1898 THE KIDD CASE, OSHKOSH, WISCONSIN: Kidd, a union organizer, is charged with conspiracy, growing out of a strike in the large sash-and-door factory in Oshkosh.

1903 ANTHRACITE MINERS, SCRANTON AND PHILADELPHIA, PENNSYLVANIA: Darrow represents the United Mine Workers' union before President Theodore Roosevelt's Anthracite Miner's Convention, investigating conditions in the mines.

1907 STEVE ADAMS, WALLACE, IDAHO; HAYWOOD, MOYER, AND PETTIBONE, BOISE, IDAHO: Haywood, first of three union leaders tried for the murder of ex-Governor Steunenberg.

1912 DARROW IN HIS OWN DEFENSE, LOS ANGELES: Darrow is indicted and tried for attempted bribe of a juror in the McNamara case.

1924 DEBATE, NEW YORK: Darrow debates Judge Talley who challenged Darrow's views on crimes and capitol punishment.

1924 LEOPOLD AND LOEB, CHICAGO: Teen-age sons of two millionaires attempt the perfect crime: kidnapping and murder. They killed 14-year-old neighbor Bobby Franks for intellectual sport - Darrow worked to save them from the death penalty as they received life in prison

1925 THE SCOPES EVOLUTION CASE, DAYTON, TENNESSEE: Darrow meets William Jennings Bryan in the famous "Scopes-Monkey Trial", defending John Scopes.

1926 THE SWEET CASE, DETROIT: A white mob in Detroit attempted to drive a black family out of the home they had purchased in a white neighborhood.

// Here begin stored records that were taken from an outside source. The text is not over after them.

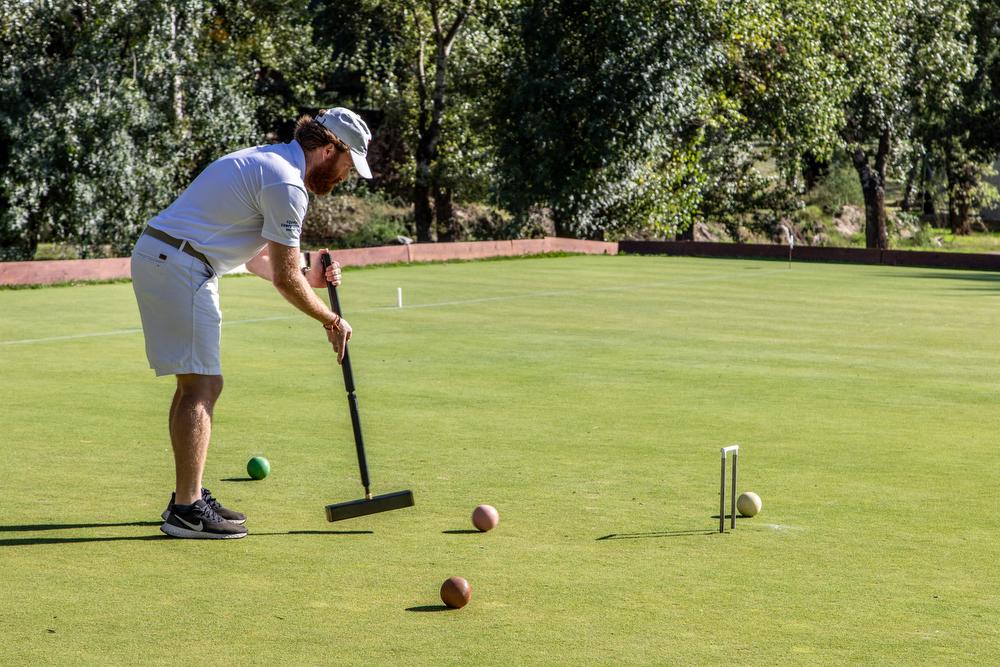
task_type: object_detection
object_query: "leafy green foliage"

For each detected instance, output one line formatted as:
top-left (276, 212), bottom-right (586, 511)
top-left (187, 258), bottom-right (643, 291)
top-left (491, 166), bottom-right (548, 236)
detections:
top-left (909, 1), bottom-right (1000, 233)
top-left (493, 0), bottom-right (713, 238)
top-left (706, 0), bottom-right (851, 167)
top-left (693, 134), bottom-right (797, 239)
top-left (3, 0), bottom-right (1000, 254)
top-left (312, 1), bottom-right (505, 240)
top-left (301, 191), bottom-right (410, 248)
top-left (0, 0), bottom-right (318, 259)
top-left (809, 154), bottom-right (865, 215)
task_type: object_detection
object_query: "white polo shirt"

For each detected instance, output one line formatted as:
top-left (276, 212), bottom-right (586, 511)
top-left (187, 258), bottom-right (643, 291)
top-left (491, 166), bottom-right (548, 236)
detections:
top-left (147, 140), bottom-right (309, 274)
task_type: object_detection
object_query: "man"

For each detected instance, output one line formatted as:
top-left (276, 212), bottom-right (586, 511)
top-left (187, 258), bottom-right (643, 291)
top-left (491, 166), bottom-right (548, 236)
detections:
top-left (130, 107), bottom-right (373, 539)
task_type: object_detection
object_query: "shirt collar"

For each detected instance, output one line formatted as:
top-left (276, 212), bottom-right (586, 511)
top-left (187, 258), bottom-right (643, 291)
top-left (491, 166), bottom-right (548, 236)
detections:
top-left (289, 140), bottom-right (306, 182)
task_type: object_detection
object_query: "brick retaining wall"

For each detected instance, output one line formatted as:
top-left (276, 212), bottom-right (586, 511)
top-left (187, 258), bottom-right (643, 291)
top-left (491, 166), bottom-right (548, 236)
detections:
top-left (618, 241), bottom-right (1000, 271)
top-left (0, 237), bottom-right (618, 286)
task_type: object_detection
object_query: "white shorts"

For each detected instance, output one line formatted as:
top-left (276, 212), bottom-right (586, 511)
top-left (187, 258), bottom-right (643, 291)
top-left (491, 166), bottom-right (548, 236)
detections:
top-left (131, 233), bottom-right (222, 376)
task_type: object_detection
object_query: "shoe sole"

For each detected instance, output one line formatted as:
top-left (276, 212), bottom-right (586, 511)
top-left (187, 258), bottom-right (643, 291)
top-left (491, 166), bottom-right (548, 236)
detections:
top-left (160, 522), bottom-right (248, 539)
top-left (162, 510), bottom-right (246, 525)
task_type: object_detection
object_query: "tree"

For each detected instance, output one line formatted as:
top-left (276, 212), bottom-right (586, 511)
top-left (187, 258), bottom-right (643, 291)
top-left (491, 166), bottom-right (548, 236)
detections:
top-left (706, 0), bottom-right (972, 248)
top-left (694, 0), bottom-right (854, 239)
top-left (912, 0), bottom-right (1000, 234)
top-left (834, 0), bottom-right (972, 248)
top-left (0, 0), bottom-right (318, 260)
top-left (407, 0), bottom-right (477, 242)
top-left (493, 0), bottom-right (713, 239)
top-left (313, 0), bottom-right (499, 242)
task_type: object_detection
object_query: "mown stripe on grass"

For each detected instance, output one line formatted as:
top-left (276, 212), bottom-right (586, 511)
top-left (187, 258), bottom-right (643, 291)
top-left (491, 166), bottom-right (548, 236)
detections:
top-left (1, 266), bottom-right (786, 346)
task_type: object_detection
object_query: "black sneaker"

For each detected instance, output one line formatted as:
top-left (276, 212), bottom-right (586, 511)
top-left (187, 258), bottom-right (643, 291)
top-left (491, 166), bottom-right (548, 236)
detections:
top-left (161, 488), bottom-right (246, 525)
top-left (200, 488), bottom-right (247, 524)
top-left (160, 499), bottom-right (248, 539)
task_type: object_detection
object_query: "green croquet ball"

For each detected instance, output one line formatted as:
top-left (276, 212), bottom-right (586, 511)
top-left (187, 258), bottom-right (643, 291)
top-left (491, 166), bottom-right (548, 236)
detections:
top-left (247, 456), bottom-right (270, 480)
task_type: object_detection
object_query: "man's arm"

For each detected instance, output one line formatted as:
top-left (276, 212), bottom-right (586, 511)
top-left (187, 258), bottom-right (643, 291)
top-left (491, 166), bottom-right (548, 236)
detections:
top-left (244, 247), bottom-right (275, 281)
top-left (246, 246), bottom-right (342, 288)
top-left (265, 241), bottom-right (352, 362)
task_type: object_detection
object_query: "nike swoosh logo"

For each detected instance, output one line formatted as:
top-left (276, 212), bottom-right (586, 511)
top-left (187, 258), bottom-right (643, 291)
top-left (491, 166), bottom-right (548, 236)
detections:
top-left (176, 516), bottom-right (204, 531)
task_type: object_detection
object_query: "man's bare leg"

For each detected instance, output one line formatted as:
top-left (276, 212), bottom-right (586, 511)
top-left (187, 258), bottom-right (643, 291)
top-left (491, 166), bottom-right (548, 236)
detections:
top-left (169, 386), bottom-right (181, 442)
top-left (171, 373), bottom-right (223, 505)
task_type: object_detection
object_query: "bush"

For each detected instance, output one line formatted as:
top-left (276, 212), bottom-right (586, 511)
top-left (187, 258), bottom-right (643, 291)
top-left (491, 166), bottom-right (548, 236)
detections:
top-left (449, 203), bottom-right (533, 241)
top-left (890, 211), bottom-right (932, 247)
top-left (793, 204), bottom-right (827, 234)
top-left (810, 159), bottom-right (863, 215)
top-left (301, 193), bottom-right (412, 249)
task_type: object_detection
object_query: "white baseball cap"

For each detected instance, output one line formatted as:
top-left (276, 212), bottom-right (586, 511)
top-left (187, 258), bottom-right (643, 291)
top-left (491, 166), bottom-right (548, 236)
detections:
top-left (315, 107), bottom-right (373, 179)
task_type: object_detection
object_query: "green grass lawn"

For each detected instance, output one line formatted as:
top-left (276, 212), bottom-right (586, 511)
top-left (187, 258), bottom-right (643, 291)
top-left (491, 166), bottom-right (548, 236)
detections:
top-left (2, 255), bottom-right (999, 665)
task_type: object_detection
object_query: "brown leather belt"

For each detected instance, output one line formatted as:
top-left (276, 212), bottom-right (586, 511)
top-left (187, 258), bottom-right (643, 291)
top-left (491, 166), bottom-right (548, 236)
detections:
top-left (142, 227), bottom-right (211, 268)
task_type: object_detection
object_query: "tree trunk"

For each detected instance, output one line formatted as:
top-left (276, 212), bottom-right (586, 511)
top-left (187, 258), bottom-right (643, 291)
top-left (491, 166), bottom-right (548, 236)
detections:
top-left (861, 177), bottom-right (888, 249)
top-left (946, 186), bottom-right (958, 233)
top-left (922, 188), bottom-right (936, 217)
top-left (953, 160), bottom-right (974, 235)
top-left (551, 209), bottom-right (574, 238)
top-left (802, 152), bottom-right (829, 191)
top-left (901, 154), bottom-right (920, 213)
top-left (919, 153), bottom-right (936, 217)
top-left (23, 211), bottom-right (42, 260)
top-left (412, 28), bottom-right (433, 242)
top-left (409, 1), bottom-right (474, 243)
top-left (434, 186), bottom-right (457, 241)
top-left (944, 147), bottom-right (960, 234)
top-left (676, 223), bottom-right (695, 241)
top-left (941, 139), bottom-right (977, 235)
top-left (956, 198), bottom-right (972, 235)
top-left (413, 88), bottom-right (433, 241)
top-left (414, 161), bottom-right (434, 242)
top-left (410, 36), bottom-right (446, 244)
top-left (850, 129), bottom-right (890, 249)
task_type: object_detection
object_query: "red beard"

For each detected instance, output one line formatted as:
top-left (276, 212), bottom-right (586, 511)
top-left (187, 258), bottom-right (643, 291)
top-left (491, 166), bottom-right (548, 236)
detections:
top-left (306, 153), bottom-right (345, 195)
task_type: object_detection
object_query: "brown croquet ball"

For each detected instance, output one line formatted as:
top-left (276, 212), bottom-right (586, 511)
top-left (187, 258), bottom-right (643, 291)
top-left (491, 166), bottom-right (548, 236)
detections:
top-left (471, 504), bottom-right (499, 532)
top-left (440, 576), bottom-right (472, 609)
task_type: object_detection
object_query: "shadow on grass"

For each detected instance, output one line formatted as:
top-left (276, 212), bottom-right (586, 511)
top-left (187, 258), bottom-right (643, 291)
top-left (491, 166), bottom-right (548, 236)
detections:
top-left (888, 271), bottom-right (1000, 292)
top-left (0, 535), bottom-right (168, 546)
top-left (597, 530), bottom-right (717, 540)
top-left (405, 605), bottom-right (452, 613)
top-left (260, 530), bottom-right (374, 536)
top-left (600, 515), bottom-right (755, 539)
top-left (220, 477), bottom-right (257, 482)
top-left (442, 529), bottom-right (480, 534)
top-left (0, 521), bottom-right (161, 532)
top-left (0, 524), bottom-right (372, 546)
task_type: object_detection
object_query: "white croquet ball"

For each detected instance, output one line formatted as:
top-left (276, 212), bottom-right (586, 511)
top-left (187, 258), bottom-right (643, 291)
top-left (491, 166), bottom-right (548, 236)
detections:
top-left (737, 492), bottom-right (762, 517)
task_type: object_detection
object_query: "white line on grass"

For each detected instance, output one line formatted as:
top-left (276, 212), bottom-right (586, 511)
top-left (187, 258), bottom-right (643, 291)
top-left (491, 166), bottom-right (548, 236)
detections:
top-left (0, 267), bottom-right (787, 346)
top-left (369, 269), bottom-right (788, 311)
top-left (0, 316), bottom-right (298, 346)
top-left (0, 328), bottom-right (144, 345)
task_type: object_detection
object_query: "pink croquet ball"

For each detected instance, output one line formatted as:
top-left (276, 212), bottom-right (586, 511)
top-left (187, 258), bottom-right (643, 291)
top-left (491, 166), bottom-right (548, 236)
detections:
top-left (471, 504), bottom-right (499, 532)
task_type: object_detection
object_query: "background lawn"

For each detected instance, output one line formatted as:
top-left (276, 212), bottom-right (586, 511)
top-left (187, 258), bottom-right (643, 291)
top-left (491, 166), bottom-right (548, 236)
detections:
top-left (1, 255), bottom-right (999, 665)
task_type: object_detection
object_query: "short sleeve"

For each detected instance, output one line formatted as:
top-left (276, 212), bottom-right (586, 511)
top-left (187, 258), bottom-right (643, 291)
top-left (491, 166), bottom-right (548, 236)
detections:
top-left (260, 184), bottom-right (308, 247)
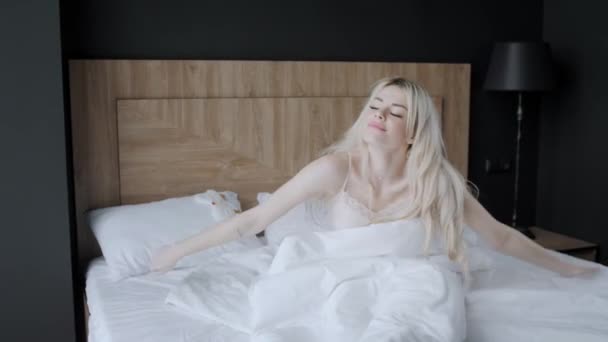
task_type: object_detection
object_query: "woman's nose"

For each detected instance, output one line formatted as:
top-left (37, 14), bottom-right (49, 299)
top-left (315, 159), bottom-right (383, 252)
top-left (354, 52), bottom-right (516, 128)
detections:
top-left (374, 110), bottom-right (385, 120)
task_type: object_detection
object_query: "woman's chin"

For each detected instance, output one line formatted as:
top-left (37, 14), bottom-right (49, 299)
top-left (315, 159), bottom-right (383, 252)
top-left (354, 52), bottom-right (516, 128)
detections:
top-left (363, 135), bottom-right (389, 147)
top-left (363, 135), bottom-right (405, 152)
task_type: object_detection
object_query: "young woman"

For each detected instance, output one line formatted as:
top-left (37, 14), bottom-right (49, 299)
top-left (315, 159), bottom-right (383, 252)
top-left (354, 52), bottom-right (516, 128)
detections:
top-left (150, 77), bottom-right (598, 280)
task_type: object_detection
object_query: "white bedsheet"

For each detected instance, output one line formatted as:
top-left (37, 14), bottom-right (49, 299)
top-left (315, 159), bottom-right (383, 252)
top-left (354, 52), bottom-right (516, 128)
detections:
top-left (466, 247), bottom-right (608, 342)
top-left (86, 227), bottom-right (608, 342)
top-left (86, 258), bottom-right (249, 342)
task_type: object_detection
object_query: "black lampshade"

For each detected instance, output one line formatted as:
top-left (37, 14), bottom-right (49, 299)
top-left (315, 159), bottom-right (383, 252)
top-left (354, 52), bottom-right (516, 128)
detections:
top-left (484, 42), bottom-right (555, 92)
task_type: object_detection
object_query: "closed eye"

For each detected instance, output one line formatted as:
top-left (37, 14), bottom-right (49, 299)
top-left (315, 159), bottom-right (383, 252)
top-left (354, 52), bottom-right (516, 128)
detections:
top-left (370, 106), bottom-right (403, 118)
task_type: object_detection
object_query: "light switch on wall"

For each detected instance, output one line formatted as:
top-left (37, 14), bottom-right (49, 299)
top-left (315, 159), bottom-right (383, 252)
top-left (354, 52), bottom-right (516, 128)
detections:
top-left (484, 158), bottom-right (512, 174)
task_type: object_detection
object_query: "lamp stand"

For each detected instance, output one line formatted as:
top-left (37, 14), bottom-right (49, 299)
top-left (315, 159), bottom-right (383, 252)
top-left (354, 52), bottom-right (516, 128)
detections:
top-left (513, 92), bottom-right (535, 239)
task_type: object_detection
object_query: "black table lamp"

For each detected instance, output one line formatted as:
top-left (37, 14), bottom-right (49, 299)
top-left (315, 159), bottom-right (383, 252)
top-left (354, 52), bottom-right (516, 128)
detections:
top-left (484, 41), bottom-right (555, 239)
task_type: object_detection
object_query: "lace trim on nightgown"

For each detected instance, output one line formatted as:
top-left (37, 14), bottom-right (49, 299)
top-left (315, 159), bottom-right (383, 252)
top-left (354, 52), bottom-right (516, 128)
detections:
top-left (339, 189), bottom-right (411, 221)
top-left (336, 152), bottom-right (414, 222)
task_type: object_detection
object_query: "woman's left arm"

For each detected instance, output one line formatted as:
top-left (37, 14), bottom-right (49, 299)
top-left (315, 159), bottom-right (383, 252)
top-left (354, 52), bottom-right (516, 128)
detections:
top-left (463, 192), bottom-right (599, 277)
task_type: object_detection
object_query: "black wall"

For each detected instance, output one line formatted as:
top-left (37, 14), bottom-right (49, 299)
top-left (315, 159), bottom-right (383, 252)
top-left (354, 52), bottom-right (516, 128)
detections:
top-left (63, 0), bottom-right (544, 226)
top-left (538, 1), bottom-right (608, 263)
top-left (0, 1), bottom-right (76, 341)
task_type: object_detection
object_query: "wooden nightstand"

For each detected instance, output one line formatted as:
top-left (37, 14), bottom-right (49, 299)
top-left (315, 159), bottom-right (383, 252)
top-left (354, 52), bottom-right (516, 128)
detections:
top-left (529, 226), bottom-right (600, 262)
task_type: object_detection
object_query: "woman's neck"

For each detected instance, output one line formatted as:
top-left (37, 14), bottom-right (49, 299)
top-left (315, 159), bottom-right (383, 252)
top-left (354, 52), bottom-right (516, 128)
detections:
top-left (364, 144), bottom-right (409, 189)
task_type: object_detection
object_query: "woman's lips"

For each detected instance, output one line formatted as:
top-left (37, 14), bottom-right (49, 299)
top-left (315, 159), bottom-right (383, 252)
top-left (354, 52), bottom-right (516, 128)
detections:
top-left (368, 122), bottom-right (386, 132)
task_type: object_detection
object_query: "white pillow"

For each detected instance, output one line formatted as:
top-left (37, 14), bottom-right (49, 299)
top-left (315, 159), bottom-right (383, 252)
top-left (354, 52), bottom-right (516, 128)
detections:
top-left (88, 190), bottom-right (262, 280)
top-left (257, 192), bottom-right (326, 247)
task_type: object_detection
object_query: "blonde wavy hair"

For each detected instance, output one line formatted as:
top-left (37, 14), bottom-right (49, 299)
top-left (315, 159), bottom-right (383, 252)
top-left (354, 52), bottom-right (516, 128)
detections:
top-left (321, 77), bottom-right (478, 282)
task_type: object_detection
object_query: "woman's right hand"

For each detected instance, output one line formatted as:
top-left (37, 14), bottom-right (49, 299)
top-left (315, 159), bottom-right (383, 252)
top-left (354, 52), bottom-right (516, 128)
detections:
top-left (559, 264), bottom-right (601, 279)
top-left (149, 244), bottom-right (183, 273)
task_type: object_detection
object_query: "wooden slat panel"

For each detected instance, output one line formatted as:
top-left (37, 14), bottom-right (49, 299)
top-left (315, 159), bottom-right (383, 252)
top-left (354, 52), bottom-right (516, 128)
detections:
top-left (117, 96), bottom-right (444, 209)
top-left (444, 63), bottom-right (470, 173)
top-left (117, 97), bottom-right (358, 207)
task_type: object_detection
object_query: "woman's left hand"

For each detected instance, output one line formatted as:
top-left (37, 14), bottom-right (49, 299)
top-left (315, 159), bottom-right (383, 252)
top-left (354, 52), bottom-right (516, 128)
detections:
top-left (150, 244), bottom-right (182, 273)
top-left (559, 264), bottom-right (601, 279)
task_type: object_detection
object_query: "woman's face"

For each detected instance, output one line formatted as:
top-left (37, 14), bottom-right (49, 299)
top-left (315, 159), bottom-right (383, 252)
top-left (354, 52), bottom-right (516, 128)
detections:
top-left (362, 85), bottom-right (412, 150)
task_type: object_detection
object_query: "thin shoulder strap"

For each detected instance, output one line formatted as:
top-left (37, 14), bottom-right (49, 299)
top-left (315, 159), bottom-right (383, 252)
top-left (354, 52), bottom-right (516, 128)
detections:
top-left (340, 152), bottom-right (352, 192)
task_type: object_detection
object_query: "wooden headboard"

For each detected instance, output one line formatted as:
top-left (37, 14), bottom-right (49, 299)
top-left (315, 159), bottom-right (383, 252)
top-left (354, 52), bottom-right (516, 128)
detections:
top-left (69, 60), bottom-right (470, 272)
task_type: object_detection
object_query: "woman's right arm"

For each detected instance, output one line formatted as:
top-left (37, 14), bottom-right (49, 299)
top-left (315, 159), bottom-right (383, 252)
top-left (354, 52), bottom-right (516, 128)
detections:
top-left (149, 153), bottom-right (346, 272)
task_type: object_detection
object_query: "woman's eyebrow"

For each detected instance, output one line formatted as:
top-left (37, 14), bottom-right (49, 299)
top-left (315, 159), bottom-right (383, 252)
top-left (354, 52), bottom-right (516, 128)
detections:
top-left (373, 97), bottom-right (407, 109)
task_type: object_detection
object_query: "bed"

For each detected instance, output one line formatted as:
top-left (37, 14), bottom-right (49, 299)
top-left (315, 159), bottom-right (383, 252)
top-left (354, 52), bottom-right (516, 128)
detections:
top-left (69, 60), bottom-right (608, 341)
top-left (85, 245), bottom-right (608, 342)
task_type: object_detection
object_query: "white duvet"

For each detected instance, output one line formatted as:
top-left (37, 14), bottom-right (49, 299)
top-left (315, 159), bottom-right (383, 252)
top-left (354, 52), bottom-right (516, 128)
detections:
top-left (166, 219), bottom-right (490, 341)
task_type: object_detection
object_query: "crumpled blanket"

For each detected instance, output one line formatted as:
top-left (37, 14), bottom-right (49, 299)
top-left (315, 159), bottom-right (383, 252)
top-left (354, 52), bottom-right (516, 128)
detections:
top-left (166, 219), bottom-right (477, 342)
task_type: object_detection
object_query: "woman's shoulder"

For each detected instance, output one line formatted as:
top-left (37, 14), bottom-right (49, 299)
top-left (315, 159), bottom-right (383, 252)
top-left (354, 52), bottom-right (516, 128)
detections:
top-left (310, 152), bottom-right (347, 176)
top-left (317, 149), bottom-right (364, 168)
top-left (305, 152), bottom-right (351, 195)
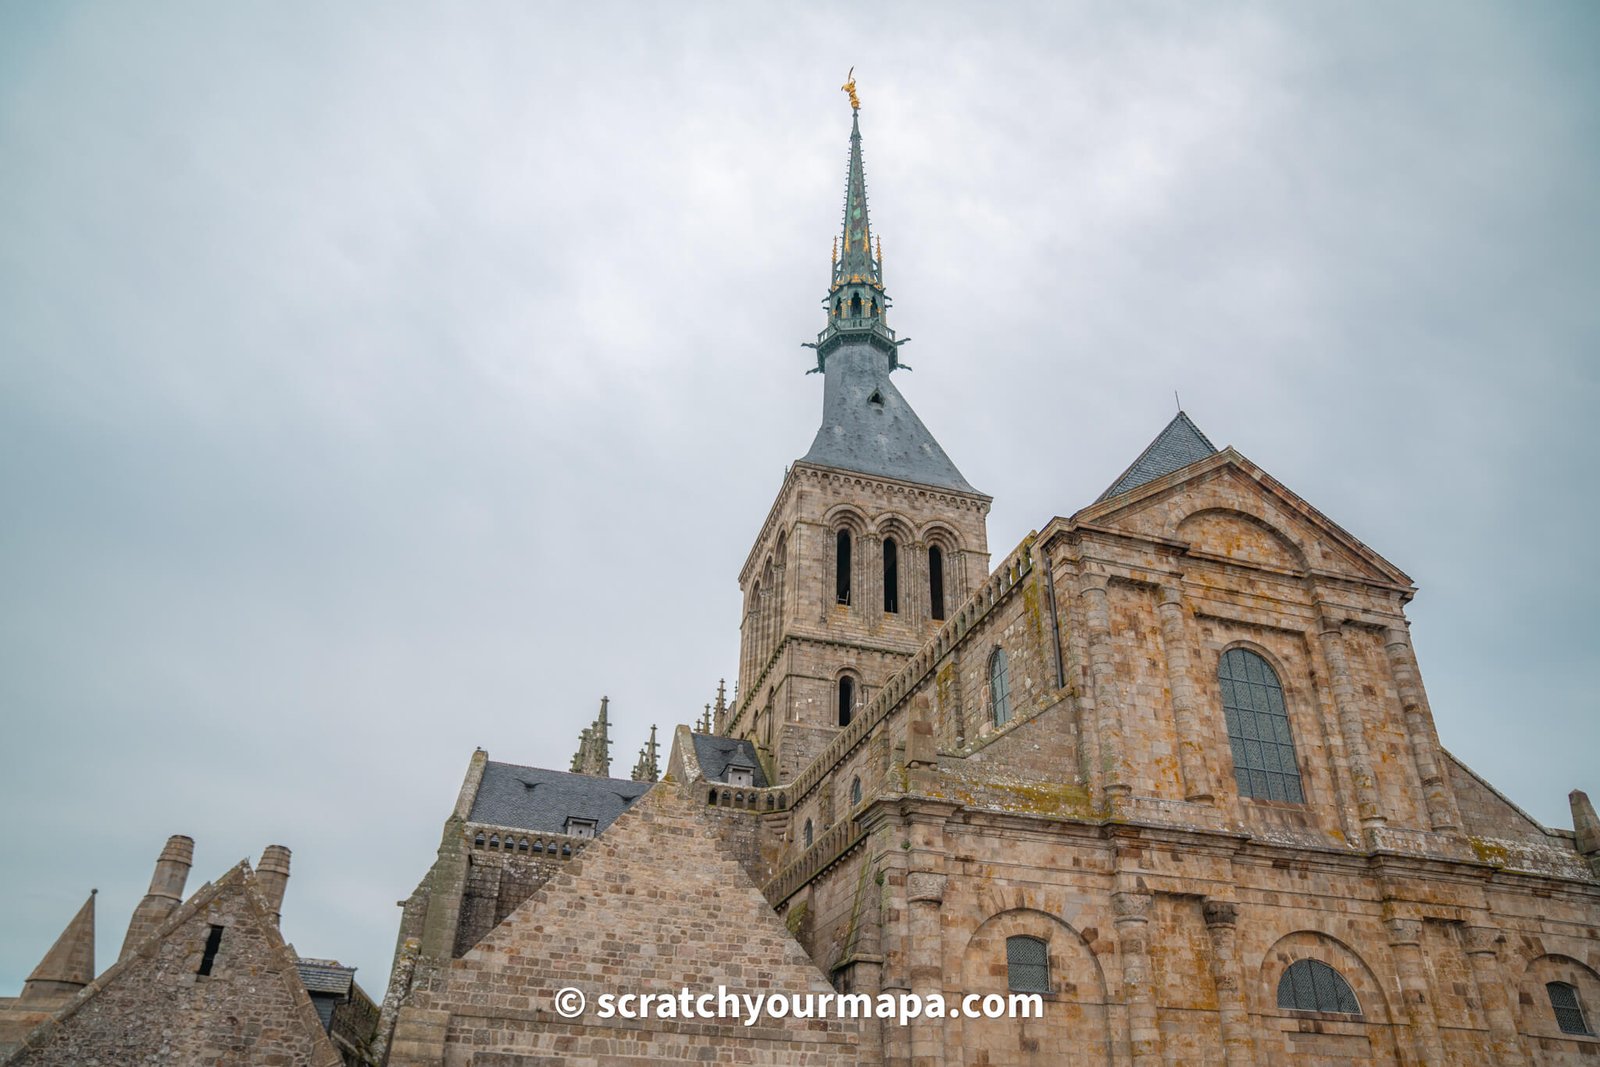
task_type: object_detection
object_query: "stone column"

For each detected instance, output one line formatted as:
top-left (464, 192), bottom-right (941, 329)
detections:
top-left (1158, 585), bottom-right (1214, 803)
top-left (1383, 916), bottom-right (1444, 1066)
top-left (1316, 610), bottom-right (1385, 831)
top-left (906, 872), bottom-right (947, 1067)
top-left (1462, 925), bottom-right (1528, 1066)
top-left (1383, 626), bottom-right (1461, 834)
top-left (1201, 901), bottom-right (1256, 1067)
top-left (1082, 575), bottom-right (1131, 808)
top-left (1113, 890), bottom-right (1161, 1066)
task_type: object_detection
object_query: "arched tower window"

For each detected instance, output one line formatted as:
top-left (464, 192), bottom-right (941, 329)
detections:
top-left (989, 647), bottom-right (1011, 725)
top-left (1219, 648), bottom-right (1304, 803)
top-left (850, 293), bottom-right (862, 317)
top-left (1277, 959), bottom-right (1360, 1015)
top-left (837, 676), bottom-right (855, 727)
top-left (1549, 982), bottom-right (1593, 1036)
top-left (1006, 936), bottom-right (1049, 993)
top-left (883, 537), bottom-right (899, 614)
top-left (835, 529), bottom-right (852, 605)
top-left (928, 545), bottom-right (945, 621)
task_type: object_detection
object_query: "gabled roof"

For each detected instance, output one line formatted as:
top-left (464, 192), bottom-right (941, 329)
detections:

In the struggle, a white man was killed, and the eleven blacks in the house were arrested and charged with murder. Dr. Henry Sweet was brought to trial and after an initial deadlock, Darrow argued to the all-white jury: "I insist that there is nothing but prejudice in this case; that if it was reversed and eleven white men had shot and killed a black while protecting their home and their lives against a mob of blacks, nobody would have dreamed of having them indicted. They would have been given medals instead..." They were found not guilty.

1932 THE MASSIE CASE, HONOLULU: A strange and puzzling case, a study of psychology; kidnapping and murder because of honor.